Ms Lee explained in her maiden speech that her parents left Korea more than 30 years ago to make a new life for herself and her brother.
"I may not have been born here, I may not even have been brought up here, but I've made a commitment to become a New Zealander and I'm a proud carrier of a New Zealand passport," she said.
"This is a privilege and I'm proud to call myself a Kiwi, but not all New Zealanders would accept that I'm a Kiwi.
"Because of my skin colour, I will forever be a foreigner."
Ms Lee, a National Party list MP, said those attitudes had to change.
"We are too small a nation to be divisive.

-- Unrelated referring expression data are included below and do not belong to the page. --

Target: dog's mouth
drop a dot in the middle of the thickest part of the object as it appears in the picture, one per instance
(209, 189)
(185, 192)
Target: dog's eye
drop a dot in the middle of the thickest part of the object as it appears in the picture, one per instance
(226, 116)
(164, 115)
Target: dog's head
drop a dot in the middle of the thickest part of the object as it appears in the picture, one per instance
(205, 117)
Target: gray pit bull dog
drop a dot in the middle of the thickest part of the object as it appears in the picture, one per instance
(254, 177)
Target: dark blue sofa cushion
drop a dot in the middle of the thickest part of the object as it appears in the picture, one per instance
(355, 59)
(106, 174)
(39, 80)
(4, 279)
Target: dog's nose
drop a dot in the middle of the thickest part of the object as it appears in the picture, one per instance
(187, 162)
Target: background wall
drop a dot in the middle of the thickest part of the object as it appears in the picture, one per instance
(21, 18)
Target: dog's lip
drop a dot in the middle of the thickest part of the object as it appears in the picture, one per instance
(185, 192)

We must work together to decide who we are as a nation."
The former journalist and businesswoman said Korean settlement in New Zealand was relatively new and she was often confronted by misconceptions about Korea, formed out of ignorance and by television programmes like M*A*S*H*.
"When people have preconceived ideas of what you're like, settlement in New Zealand can be paved with tears," Ms Lee said.
And in an obvious reference to New Zealand First, she said she was pleased to be making her maiden speech at a time when New Zealand had chosen to reject "a particular party" whose policies gained support from people who disliked her simply because of her ethnic heritage.
"Call it irony or just a fortunate turn of events, with the exit of that party comes the first minister of Asian origin in the cabinet," she said.
She was referring to Pansy Wong, a minister in the new cabinet.
Ms Lee used her maiden speech to cover the plight of abused children and the safety of individuals.
She said she had been the victim of home invasion when she was confronted by two men in balaclavas, one with a gun and the other with a hammer.
"I don't feel safe in my own home, let alone in the street," she said.